Le bouddhisme reprend le concept de saṃsāra tout en rejetant la notion d’un soi permanent (ātman) qui transmigre. Cette position apparemment paradoxale s’explique par la doctrine de l’absence de soi (anātman) : ce n’est pas une entité substantielle qui renaît, mais un continuum causal de processus psychophysiques. Les skandha (agrégats) se dissolvent à la mort et un nouvel ensemble d’agrégats émerge dans l’existence suivante, reliés causalement mais sans substance identique persistante.

Le Visuddhi Magga de Buddhaghosa utilise la métaphore de la flamme : de même qu’une flamme en allume une autre sans qu’une substance matérielle ne passe de l’une à l’autre, la conscience d’un être décédé conditionne causalement la conscience d’un être naissant sans qu’un soi ne transmigre. Cette analyse sophistiquée résout l’apparente contradiction entre renaissance et absence de soi.

La cosmologie bouddhique décrit six domaines d’existence (gati) au sein du saṃsāra : les enfers, les esprits avides (preta), les animaux, les humains, les dieux jaloux (asura) et les dieux (deva). Ces royaumes ne sont pas nécessairement des lieux littéraux mais peuvent être interprétés comme états de conscience ou modes d’existence psychologique. La naissance humaine est considérée comme particulièrement précieuse car elle offre les conditions optimales pour pratiquer le dharma et atteindre le nirvāṇa.

La roue de l’existence

L’iconographie bouddhique représente le saṃsāra comme la roue de l’existence (bhavacakra), tenue dans les mâchoires du démon de l’impermanence. Cette représentation symbolique illustre les douze maillons de la coproduction conditionnée (pratītya-samutpāda) : l’ignorance (avidyā) conditionne les formations karmiques (saṃskāra), qui conditionnent la conscience (vijñāna), puis le nom-et-forme (nāma-rūpa), les six sphères sensorielles, le contact, la sensation, le désir-soif (tṛṣṇā), l’appropriation, le devenir, la naissance, et finalement la vieillesse et la mort.

Nāgārjuna, dans le Mūlamadhyamakakārikā, analyse le saṃsāra sous l’angle de la vacuité (śūnyatā).

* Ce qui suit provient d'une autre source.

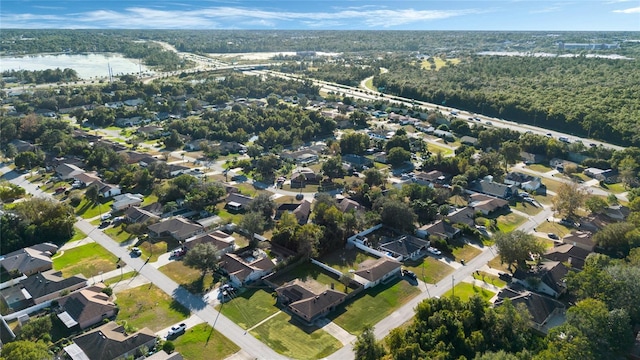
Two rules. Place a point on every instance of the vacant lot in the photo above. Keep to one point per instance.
(346, 259)
(295, 341)
(88, 260)
(465, 290)
(373, 305)
(148, 306)
(249, 307)
(202, 342)
(432, 269)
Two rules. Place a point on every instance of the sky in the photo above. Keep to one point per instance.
(515, 15)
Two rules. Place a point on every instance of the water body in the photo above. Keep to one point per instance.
(86, 65)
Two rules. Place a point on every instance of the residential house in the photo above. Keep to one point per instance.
(489, 187)
(547, 278)
(246, 268)
(608, 176)
(86, 307)
(222, 241)
(465, 215)
(567, 253)
(404, 248)
(439, 228)
(487, 204)
(30, 260)
(373, 272)
(137, 215)
(306, 303)
(546, 313)
(581, 239)
(237, 201)
(125, 201)
(178, 228)
(524, 181)
(301, 211)
(357, 161)
(68, 171)
(111, 342)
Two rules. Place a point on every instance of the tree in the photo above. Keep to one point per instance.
(398, 156)
(26, 350)
(373, 177)
(569, 197)
(517, 247)
(366, 347)
(203, 257)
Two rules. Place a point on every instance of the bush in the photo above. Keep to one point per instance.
(168, 347)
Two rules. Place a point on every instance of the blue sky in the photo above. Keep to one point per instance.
(590, 15)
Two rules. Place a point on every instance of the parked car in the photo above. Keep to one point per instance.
(177, 329)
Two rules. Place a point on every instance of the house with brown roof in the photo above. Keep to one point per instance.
(546, 313)
(306, 303)
(373, 272)
(110, 341)
(178, 228)
(222, 241)
(86, 307)
(301, 211)
(487, 204)
(30, 260)
(246, 268)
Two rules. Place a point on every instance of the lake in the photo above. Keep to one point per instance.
(86, 65)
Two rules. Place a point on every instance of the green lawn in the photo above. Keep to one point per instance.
(148, 306)
(373, 305)
(489, 279)
(527, 208)
(118, 234)
(249, 307)
(295, 341)
(305, 272)
(465, 290)
(88, 260)
(202, 342)
(466, 252)
(434, 270)
(88, 209)
(509, 222)
(344, 260)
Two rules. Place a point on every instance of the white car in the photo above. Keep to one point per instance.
(177, 329)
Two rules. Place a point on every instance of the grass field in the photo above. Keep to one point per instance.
(509, 222)
(466, 252)
(88, 260)
(295, 341)
(87, 209)
(249, 307)
(489, 279)
(187, 277)
(373, 305)
(465, 290)
(433, 270)
(202, 342)
(148, 306)
(344, 260)
(527, 208)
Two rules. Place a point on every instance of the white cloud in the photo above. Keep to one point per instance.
(629, 11)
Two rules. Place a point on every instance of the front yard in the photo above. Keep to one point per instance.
(88, 260)
(202, 342)
(373, 305)
(148, 306)
(287, 337)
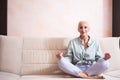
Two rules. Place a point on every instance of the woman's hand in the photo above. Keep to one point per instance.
(59, 55)
(107, 56)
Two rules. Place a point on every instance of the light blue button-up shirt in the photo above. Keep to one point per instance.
(78, 54)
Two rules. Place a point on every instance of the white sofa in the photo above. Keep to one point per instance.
(33, 58)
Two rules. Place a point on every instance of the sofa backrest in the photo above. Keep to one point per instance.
(10, 54)
(30, 55)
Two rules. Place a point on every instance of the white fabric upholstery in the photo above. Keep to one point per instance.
(111, 45)
(34, 58)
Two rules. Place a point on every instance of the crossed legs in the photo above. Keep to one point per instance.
(96, 69)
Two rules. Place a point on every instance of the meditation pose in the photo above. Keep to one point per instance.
(84, 57)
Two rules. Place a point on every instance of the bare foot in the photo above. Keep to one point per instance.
(59, 55)
(85, 76)
(95, 77)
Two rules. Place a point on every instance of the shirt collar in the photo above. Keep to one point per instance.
(89, 42)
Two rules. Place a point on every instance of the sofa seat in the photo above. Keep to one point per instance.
(34, 58)
(8, 76)
(108, 76)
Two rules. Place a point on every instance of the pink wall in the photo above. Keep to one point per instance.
(58, 18)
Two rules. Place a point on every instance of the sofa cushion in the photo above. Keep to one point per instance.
(8, 76)
(111, 45)
(115, 73)
(39, 55)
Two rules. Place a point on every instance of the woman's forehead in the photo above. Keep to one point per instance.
(83, 23)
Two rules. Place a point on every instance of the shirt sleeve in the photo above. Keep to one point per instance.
(69, 52)
(98, 55)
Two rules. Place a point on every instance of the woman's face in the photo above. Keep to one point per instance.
(83, 28)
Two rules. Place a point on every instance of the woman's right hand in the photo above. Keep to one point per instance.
(59, 55)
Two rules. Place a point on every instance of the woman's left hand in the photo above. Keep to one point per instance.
(107, 56)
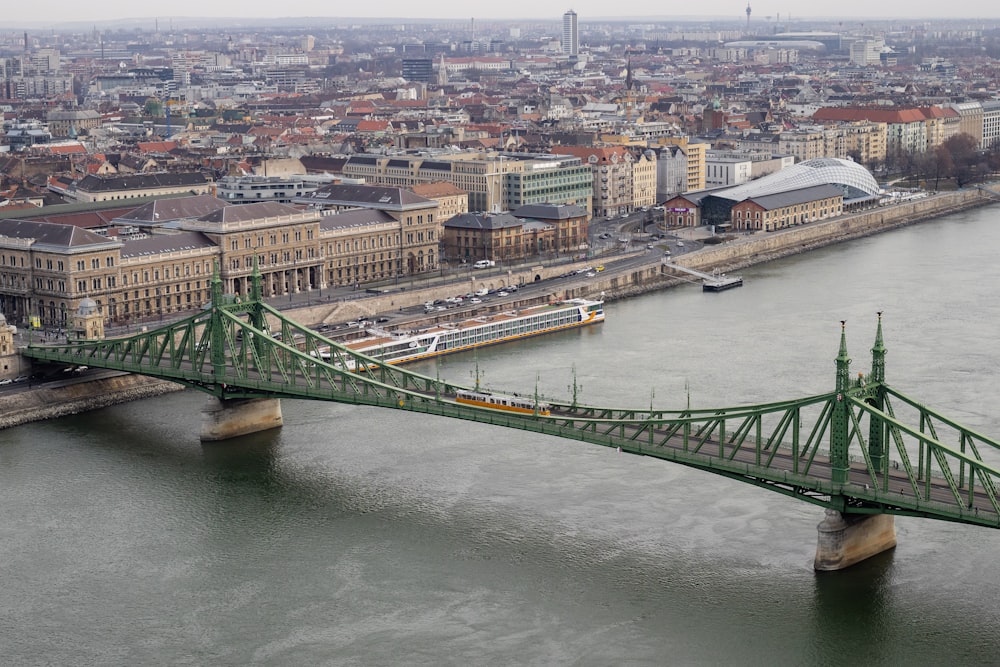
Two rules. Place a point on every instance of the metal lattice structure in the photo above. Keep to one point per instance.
(863, 448)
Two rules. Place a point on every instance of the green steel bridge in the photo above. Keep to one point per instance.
(863, 448)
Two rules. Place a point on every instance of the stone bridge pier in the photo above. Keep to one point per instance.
(226, 418)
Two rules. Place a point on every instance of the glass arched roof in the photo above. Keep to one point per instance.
(857, 182)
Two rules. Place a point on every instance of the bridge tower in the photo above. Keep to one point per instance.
(845, 539)
(223, 418)
(840, 420)
(877, 432)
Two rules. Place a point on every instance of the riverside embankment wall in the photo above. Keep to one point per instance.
(745, 251)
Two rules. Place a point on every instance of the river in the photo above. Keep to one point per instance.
(358, 536)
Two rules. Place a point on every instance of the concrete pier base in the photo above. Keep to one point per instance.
(848, 539)
(224, 419)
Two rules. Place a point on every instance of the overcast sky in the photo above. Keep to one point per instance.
(59, 11)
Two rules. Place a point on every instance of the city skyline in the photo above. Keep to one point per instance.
(20, 15)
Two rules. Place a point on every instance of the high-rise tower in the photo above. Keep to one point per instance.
(571, 37)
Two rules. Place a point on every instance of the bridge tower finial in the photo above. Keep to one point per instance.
(256, 292)
(843, 361)
(878, 354)
(216, 285)
(839, 419)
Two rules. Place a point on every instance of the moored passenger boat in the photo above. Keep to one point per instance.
(480, 331)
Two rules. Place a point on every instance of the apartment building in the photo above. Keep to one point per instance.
(494, 181)
(622, 181)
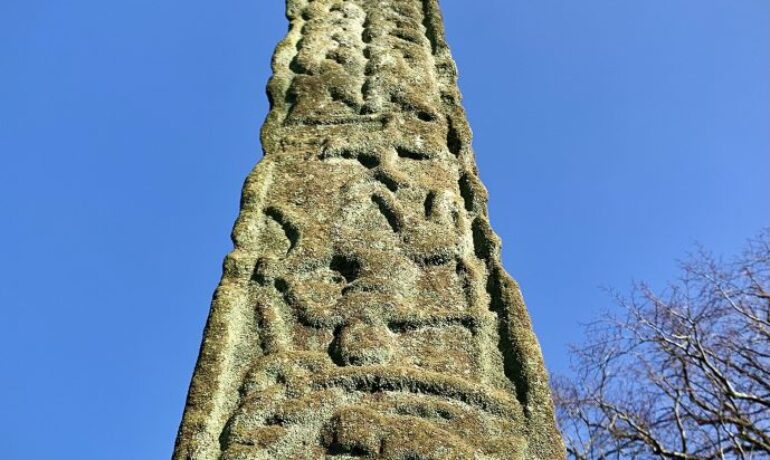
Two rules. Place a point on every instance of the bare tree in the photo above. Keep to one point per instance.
(682, 374)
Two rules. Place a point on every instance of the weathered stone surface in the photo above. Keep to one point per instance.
(364, 311)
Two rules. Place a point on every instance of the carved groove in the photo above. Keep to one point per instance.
(364, 312)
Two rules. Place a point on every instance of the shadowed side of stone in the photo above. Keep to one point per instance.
(364, 312)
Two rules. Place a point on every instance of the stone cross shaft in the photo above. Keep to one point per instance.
(364, 312)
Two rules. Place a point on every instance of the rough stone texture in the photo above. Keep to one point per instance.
(364, 311)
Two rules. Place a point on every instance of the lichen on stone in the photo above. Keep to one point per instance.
(364, 312)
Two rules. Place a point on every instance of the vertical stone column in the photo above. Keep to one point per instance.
(364, 311)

Puisque tous les phénomènes sont vides de nature propre, le saṃsāra lui-même est vide. Cette perspective n’annule pas la réalité conventionnelle du cycle des renaissances mais révèle son absence de fondement ontologique ultime. Dans son affirmation paradoxale que « le saṃsāra ne diffère en rien du nirvāṇa« , Nāgārjuna pointe vers une compréhension non-dualiste où la libération ne consiste pas à quitter un lieu pour un autre mais à reconnaître la nature vide de ce qui apparaît comme cycle.

Karma et perpétuation du saṃsāra

Le saṃsāra fonctionne selon la loi du karma, principe de causalité morale où les actions intentionnelles produisent des effets correspondants. Les actions positives (kuśala-karma) génèrent des renaissances favorables, tandis que les actions négatives (akuśala-karma) produisent des renaissances défavorables. Cependant, même les actions positives maintiennent l’être dans le saṃsāra : seules les actions non-contaminées par l’ignorance et la soif, accomplies par le sage libéré, n’engendrent plus de renaissance.

La Bhagavad Gītā (IIe siècle avant notre ère – IIe siècle de notre ère) propose une voie d’action désintéressée (niṣkāma-karma) où l’agent abandonne les fruits de ses actes à la divinité, neutralisant ainsi leur pouvoir de produire des renaissances futures. Cette synthèse entre action dans le monde et détachement spirituel offre une alternative à la renonciation complète.

Le saṃsāra représente ainsi le problème existentiel fondamental pour les philosophies indiennes : comment échapper à ce cycle perpétuel ? La réponse varie selon les traditions, mais toutes s’accordent sur la nécessité de dépasser l’ignorance fondamentale qui enchaîne les êtres à l’existence conditionnée.